Clients must bear in mind that privilege depends on confidentiality. Once confidential information is shared with a third party outside the attorney-client relationship, courts may find that protection has been waived — or never attached in the first place.
Everyday AI Habits That May Create Risk
Many people are already (and unknowingly) engaging in conduct that, under this reasoning, could jeopardize confidentiality. The following scenarios illustrate where caution is warranted.
- Pasting Notes From Calls With Counsel Into AI: After a strategy call with counsel, a client pastes personal notes into an AI tool to summarize key points or evaluate the strength of a defense.
- Using AI to Evaluate Legal Exposure Before or Between Attorney Conversations: A client inputs detailed facts about a dispute into an AI tool to assess liability or potential defenses, then forwards the AI-generated response to counsel.
- Uploading Legal Advice to Simplify or “Translate” It: After receiving a legal memorandum, a client pastes it into an AI platform to obtain a simplified explanation.
- Using AI to Refine Sensitive Emails Before Sending Them to Counsel: A client drafts a candid email about potential liability, runs it through an AI tool for tone or clarity edits, and then sends the revised version to counsel.
- Uploading Confidential Documents to Prepare for a Legal Meeting: Executives upload contracts, internal reports, investigation summaries, or financial analyses into AI tools to generate talking points before meeting with counsel.
Practical Guidance for Clients
In light of this developing area of law, clients should assume that prompts and outputs entered into publicly available AI platforms may later be scrutinized in litigation. Before using AI in connection with a legal matter, consider:
- Does this involve attorney advice or legal strategy?
- Does this include confidential company information?
- Is this related to an existing or anticipated dispute?
- Is the AI platform public (even if you have your own “account”)?
- Does the platform provide enforceable confidentiality protections?
- Would I be comfortable producing this prompt in discovery?
Some general rules:
- Do not paste attorney communications into consumer AI platforms;
- Do not upload confidential legal documents without consulting counsel; and
- Involve counsel before using AI to analyze dispute-related issues.
This decision does not change the fundamental law of privilege in the digital age. The false sense of privacy we feel from discretely tapping away at our devices even in places of seclusion — homes, offices, cars — are not truly secret, but rather are mere disclosures and conversations with the technology companies that furnish the everyday conveniences ubiquitous in modern life The requirement of confidentiality — true confidentiality not just a feeling of confidentiality — remains central, even as the tools used in daily business operations evolve.

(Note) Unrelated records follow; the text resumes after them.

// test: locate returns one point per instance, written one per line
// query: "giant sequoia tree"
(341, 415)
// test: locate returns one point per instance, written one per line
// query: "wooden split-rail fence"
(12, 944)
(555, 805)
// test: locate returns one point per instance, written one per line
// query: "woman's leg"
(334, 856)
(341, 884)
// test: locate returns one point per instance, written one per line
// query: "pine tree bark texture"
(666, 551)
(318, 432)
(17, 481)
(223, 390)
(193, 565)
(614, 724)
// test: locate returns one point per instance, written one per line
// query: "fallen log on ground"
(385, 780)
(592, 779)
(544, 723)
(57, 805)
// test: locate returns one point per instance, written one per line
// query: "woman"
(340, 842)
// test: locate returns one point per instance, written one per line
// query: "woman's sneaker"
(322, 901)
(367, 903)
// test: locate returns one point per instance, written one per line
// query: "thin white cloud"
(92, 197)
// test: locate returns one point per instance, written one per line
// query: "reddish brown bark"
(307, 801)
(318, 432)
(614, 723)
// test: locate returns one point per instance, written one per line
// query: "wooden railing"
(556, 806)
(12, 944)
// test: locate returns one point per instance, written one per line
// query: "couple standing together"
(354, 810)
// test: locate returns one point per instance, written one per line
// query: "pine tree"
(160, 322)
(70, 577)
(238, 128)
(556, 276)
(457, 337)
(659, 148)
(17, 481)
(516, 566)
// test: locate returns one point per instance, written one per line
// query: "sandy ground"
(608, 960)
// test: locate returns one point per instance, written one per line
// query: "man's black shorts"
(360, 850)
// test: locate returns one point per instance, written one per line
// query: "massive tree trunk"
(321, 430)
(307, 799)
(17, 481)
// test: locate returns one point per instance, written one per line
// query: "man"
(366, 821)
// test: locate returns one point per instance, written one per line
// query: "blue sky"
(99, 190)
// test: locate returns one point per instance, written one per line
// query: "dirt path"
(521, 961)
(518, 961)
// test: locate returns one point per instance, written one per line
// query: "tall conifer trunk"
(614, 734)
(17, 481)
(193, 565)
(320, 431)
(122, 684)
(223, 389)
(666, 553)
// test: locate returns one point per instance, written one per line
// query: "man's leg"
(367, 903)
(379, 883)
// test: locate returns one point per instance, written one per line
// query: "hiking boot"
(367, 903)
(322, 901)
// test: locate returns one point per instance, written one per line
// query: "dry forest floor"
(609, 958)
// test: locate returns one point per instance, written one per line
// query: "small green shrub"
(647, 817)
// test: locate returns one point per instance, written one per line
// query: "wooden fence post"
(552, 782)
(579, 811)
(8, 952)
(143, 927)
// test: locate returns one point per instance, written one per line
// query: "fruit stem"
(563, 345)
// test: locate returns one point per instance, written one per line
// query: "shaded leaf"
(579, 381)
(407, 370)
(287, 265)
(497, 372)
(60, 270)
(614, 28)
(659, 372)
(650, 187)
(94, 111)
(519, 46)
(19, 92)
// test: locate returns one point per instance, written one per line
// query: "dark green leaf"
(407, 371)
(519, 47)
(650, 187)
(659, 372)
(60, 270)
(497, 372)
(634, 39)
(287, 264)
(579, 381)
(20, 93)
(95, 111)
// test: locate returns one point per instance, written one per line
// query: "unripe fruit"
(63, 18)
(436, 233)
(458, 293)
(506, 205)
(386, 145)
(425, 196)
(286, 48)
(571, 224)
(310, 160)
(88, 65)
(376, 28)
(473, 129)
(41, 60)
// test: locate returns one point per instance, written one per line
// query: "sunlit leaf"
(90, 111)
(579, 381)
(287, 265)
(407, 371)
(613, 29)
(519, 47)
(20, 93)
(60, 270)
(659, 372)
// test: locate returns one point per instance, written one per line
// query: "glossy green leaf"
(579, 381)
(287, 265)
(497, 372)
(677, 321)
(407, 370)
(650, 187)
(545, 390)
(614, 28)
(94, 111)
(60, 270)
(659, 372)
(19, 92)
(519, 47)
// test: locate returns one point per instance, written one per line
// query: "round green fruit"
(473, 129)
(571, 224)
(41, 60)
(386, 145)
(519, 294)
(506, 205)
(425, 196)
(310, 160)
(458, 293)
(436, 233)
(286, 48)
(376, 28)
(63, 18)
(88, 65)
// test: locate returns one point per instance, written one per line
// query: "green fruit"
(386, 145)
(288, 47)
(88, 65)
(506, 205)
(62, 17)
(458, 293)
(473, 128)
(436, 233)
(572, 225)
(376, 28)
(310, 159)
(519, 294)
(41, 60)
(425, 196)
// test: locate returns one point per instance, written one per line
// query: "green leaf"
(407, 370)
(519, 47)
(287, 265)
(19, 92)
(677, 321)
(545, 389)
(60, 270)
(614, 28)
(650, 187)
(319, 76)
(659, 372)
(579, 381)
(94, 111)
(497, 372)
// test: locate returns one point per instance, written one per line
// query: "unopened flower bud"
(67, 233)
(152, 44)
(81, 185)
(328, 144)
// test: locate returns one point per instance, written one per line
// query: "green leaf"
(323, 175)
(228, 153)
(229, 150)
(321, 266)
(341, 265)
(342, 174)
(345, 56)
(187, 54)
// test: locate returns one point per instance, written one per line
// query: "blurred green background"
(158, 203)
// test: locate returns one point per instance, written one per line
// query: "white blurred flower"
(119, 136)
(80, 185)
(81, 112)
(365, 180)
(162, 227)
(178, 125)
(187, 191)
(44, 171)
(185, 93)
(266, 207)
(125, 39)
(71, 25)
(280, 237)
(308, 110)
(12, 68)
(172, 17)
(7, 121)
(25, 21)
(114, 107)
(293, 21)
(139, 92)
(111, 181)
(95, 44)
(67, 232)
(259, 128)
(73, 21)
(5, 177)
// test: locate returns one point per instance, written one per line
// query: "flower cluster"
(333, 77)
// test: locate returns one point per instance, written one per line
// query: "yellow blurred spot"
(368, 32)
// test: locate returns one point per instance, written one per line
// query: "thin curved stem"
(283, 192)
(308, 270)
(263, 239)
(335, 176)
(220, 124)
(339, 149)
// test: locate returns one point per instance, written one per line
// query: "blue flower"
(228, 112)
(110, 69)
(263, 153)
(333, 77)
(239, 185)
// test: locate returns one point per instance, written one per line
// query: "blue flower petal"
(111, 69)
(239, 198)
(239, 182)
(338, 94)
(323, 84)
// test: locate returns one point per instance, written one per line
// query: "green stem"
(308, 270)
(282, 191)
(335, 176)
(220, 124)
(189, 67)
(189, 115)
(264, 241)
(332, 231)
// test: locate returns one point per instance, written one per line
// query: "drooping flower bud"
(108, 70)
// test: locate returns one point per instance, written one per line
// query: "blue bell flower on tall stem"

As generative AI becomes more integrated into professional workflows, clients must be deliberate about how and when they use these platforms in connection with legal matters. Routine digital habits — when applied to legal strategy or confidential communications — can carry consequences that are not immediately apparent.
The content of this article is intended to provide a general guide to the subject matter. Specialist advice should be sought about your specific circumstances.